La structure du livre du jeune Poète s’établit en deux parties : « Les laideurs de la société » d’une part et « les beautés de la société » d’autre part. Par cette nomenclature le jeune Poète exprime la conception manichéenne de la vie. Cela me rappelle le livre « les naufragés de l’intelligence » de feu Jean Marie Adiaffi qui a matérialisé ce manichéisme par des jumeaux appelés « Nd’a tê » et « Nda kpa » qui signifient mauvais et bon jumeaux : la coexistence du bien et du mal.

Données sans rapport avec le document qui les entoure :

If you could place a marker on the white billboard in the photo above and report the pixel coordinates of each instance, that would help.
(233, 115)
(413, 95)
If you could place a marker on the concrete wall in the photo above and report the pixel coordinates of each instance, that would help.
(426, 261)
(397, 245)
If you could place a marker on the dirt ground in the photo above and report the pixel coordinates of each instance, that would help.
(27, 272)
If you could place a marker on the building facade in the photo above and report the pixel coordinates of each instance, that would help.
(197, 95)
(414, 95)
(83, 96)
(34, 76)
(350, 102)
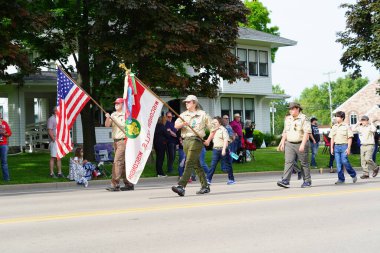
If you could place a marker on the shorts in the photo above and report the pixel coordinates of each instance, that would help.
(53, 149)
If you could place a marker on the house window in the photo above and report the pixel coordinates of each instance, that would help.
(242, 58)
(225, 104)
(238, 106)
(252, 62)
(353, 118)
(249, 109)
(263, 63)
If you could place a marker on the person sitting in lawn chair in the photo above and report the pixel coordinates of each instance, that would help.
(81, 170)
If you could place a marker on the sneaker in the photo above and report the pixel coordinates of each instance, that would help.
(128, 188)
(179, 190)
(113, 188)
(283, 183)
(375, 171)
(204, 190)
(229, 182)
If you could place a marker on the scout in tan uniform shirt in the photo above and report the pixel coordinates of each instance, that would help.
(192, 145)
(295, 144)
(118, 136)
(341, 140)
(367, 140)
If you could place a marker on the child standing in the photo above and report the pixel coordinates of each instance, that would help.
(220, 151)
(341, 140)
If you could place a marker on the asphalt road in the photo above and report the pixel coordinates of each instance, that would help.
(252, 216)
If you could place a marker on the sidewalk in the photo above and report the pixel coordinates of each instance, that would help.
(157, 182)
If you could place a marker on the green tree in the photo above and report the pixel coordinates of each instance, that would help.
(258, 19)
(315, 100)
(361, 38)
(158, 39)
(281, 109)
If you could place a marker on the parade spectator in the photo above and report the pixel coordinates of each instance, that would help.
(314, 141)
(118, 136)
(52, 131)
(341, 140)
(193, 119)
(366, 132)
(161, 136)
(238, 132)
(171, 142)
(248, 136)
(5, 133)
(220, 152)
(295, 144)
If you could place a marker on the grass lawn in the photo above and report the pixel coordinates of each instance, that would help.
(34, 168)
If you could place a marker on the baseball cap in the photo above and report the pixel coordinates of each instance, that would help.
(364, 117)
(294, 104)
(191, 98)
(119, 101)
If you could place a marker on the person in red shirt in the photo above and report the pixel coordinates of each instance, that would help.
(5, 133)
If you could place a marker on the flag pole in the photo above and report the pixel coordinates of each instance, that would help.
(127, 71)
(93, 100)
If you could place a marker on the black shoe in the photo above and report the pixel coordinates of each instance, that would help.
(113, 189)
(179, 190)
(283, 183)
(128, 188)
(204, 190)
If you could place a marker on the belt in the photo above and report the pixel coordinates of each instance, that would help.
(193, 138)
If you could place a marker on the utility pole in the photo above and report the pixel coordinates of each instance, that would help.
(329, 76)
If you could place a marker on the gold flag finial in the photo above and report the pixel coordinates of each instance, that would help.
(127, 70)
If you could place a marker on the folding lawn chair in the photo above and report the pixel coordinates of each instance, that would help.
(103, 155)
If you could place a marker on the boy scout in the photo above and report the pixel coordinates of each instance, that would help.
(295, 139)
(341, 140)
(192, 145)
(366, 132)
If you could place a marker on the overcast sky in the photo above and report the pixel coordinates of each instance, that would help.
(313, 24)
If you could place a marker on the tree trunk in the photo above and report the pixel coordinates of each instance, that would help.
(88, 127)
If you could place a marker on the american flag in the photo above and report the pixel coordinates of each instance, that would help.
(70, 101)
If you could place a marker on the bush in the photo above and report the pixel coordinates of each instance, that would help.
(258, 138)
(269, 140)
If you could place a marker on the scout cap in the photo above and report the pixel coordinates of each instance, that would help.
(191, 98)
(119, 101)
(294, 104)
(364, 117)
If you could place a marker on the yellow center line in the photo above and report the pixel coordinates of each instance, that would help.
(179, 206)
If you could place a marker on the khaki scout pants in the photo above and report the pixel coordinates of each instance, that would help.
(291, 154)
(192, 148)
(367, 163)
(118, 167)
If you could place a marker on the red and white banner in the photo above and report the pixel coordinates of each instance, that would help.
(140, 131)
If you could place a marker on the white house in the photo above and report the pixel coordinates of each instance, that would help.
(27, 107)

La première partie de son livre « les laideurs de la société » présente 10 textes et c’est le lyrisme qui transporte les émotions de l’auteur. Comme les lamentations du Roi David dans la Bible, le jeune Poète Migada pleure tout ce qui empoisonne la beauté de la vie. Il conjure la mort, il craint sa finitude, il exprime ses angoisses, ses peurs, les maux de la société, et tout ce qui empoisonne les bonnes relations interpersonnelles, l’originalité de la culture qui se fane et se profane, la pauvreté qui défigure la société et le bonheur des citoyens du monde, son cybercriminel sans foi ni loi qui se réjoui à escroquer … Tous ces maux blessent la sensibilité du jeune Poète qui n’aime que le bien, le beau et le bonheur autour de lui. Tous les Poètes avant lui ont aussi souffert des hideurs de ce monde et continuent d’en souffrir. Ce qui déculpe la souffrance des Poètes est le plus souvent leur impuissance face au déterminisme, à la mort, à la tragédie, aux volontés suprêmes des dieux, à la méchanceté incurable des hommes, à la déshumanisation de la société… Son texte intitulé « Désarroi » à la page 16 me rappelle la dernière prière de Jésus à Gethsémani avant sa crucifixion. Le jeune Poète Migada dit ceci :
Oh mon Dieu
Est-ce déjà l’heure ?
Pourquoi j’entends
Kouh ricaner
Diantre
Je n’arrive pas à le croire
J’ai pourtant fait tous els sacrifices
J’ai pourtant été en forêt pour te supplier
Je sens la douce odeur putride de kouh
Je suis désespéré
Je suis aveuglé par les larmes
Même le sommeil me fait peur
Car je redoute mon départ
Je ne sais comment te montrer mon malheur
Je n’ai que pour épaules consolatrices mes lourds pleurs
La deuxième partie de son œuvre est intitulée « Les beautés de la société » et le jeune Poète chante la force de l’espoir, la beauté de la vie, les vertus, les valeurs, l’amour de sa mère qui est la racine de son évolution… Le Poète veut s’approprier le don créateur des dieux pour recréer un monde où il ne règne que le beau, où les habitants ne sont que bons et ne cultivent que la bonté et la beauté. Le jeune Poète semble exprimer sa sublimation des problèmes de famille. Il consacre 3 textes dithyrambiques sur 20 à sa mère, un texte très affectif à sa sœur et un autre qui semble être très amer à son père intitulé « lettre à mon père ». Dans le texte à son père, il rappelle les devoirs d’un bon père pour ses enfants.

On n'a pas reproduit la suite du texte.